To reliably pick and place unknown objects under real-world sensing noise remains a challenging task, as existing methods rely on strong object priors (e.g., CAD models), or planar-support assumptions, limiting generalization and unified reasoning between grasping and placing. In this work, we introduce a generalized placeability metric that evaluates placement poses directly from noisy point clouds, without any shape priors. The metric jointly scores stability, graspability, and clearance. From raw geometry, we extract the support surfaces of the object to generate diverse candidates for multi-orientation placement and sample contacts that satisfy collision and stability constraints. By conditioning grasp scores on each candidate placement, our proposed method enables model-free unified pick-and-place reasoning and selects grasp-place pairs that lead to stable, collision-free placements. On unseen real objects and non-planar object supports, our metric delivers CAD-comparable accuracy in predicting stability loss and generally produces more physically plausible placements than learning-based predictors.

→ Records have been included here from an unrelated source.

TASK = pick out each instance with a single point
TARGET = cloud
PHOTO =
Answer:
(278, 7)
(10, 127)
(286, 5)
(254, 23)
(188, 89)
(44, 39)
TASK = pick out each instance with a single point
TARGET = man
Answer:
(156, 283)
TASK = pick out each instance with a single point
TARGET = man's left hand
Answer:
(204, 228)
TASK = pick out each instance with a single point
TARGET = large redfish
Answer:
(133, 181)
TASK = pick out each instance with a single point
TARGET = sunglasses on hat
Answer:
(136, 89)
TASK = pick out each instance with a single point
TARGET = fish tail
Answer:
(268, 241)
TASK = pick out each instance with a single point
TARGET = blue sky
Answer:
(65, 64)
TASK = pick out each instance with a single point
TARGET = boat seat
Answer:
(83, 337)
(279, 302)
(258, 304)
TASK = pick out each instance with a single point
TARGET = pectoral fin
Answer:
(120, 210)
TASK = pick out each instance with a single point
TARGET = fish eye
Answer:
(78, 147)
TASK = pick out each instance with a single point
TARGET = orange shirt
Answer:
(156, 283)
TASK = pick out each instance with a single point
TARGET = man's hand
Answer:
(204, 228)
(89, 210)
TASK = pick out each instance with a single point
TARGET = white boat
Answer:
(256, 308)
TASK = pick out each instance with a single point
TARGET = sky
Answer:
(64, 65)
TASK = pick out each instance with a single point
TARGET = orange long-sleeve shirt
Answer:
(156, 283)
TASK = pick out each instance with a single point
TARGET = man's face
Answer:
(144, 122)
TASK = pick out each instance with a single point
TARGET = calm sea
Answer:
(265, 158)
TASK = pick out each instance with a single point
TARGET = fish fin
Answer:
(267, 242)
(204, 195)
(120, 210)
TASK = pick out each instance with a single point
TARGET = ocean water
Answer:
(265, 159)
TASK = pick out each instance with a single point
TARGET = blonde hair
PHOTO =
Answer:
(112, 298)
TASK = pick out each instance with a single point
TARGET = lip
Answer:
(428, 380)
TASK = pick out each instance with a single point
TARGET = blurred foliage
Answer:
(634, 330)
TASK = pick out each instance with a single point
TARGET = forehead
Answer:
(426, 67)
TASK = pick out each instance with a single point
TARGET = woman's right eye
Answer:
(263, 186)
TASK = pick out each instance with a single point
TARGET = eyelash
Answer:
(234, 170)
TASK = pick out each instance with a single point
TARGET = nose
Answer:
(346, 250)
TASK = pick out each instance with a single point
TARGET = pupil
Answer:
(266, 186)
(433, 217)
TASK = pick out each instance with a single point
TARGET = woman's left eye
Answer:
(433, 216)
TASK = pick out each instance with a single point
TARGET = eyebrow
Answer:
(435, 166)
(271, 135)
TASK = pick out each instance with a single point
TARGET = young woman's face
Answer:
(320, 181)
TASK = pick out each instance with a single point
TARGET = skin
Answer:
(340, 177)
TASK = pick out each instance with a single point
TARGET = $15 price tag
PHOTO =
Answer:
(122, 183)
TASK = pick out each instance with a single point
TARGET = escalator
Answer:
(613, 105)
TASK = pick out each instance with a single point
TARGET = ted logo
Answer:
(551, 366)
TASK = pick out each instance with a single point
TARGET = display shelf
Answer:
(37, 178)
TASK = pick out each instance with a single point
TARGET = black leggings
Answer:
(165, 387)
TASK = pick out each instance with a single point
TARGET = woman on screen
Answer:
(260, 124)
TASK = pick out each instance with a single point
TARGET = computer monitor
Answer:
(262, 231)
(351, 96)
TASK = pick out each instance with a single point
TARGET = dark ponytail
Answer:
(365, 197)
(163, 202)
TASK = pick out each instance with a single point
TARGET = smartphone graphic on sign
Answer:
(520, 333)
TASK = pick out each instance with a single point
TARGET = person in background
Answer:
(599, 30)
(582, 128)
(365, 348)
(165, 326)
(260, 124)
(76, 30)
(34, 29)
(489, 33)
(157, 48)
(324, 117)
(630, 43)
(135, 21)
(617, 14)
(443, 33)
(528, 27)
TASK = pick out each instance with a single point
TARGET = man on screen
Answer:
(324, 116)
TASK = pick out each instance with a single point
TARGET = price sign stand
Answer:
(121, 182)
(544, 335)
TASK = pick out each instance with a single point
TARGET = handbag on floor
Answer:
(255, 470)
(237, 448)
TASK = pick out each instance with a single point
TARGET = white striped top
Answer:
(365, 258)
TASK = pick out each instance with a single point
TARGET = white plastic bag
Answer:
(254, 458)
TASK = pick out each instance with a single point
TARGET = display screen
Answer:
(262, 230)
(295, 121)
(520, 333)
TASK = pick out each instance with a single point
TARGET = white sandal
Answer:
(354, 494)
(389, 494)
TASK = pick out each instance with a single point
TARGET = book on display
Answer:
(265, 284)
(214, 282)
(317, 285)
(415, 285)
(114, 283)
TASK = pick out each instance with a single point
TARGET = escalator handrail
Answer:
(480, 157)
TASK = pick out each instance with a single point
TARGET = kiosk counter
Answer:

翻译：在现实世界感知噪声下可靠地拾取和放置未知物体仍然是一项具有挑战性的任务，因为现有方法依赖于强物体先验（如CAD模型）或平面支撑假设，限制了抓取与放置之间的泛化能力和统一推理。本工作提出了一种广义可放置性度量，可直接根据含噪声点云评估放置位姿，无需任何形状先验。该度量同时评估稳定性、可抓取性与间隙容限。我们从原始几何中提取物体的支撑表面，以生成多朝向放置的多样化候选位姿，并采样满足碰撞与稳定性约束的接触点。通过将抓取评分条件化于每个候选放置位姿，我们提出的方法实现了无模型统一拾放推理，并选择能产生稳定、无碰撞放置的抓取-放置组合。在未见过的真实物体与非平面物体支撑场景中，本度量在预测稳定性损失方面达到与CAD模型相当的精度，且通常比基于学习的预测器产生更具物理合理性的放置结果。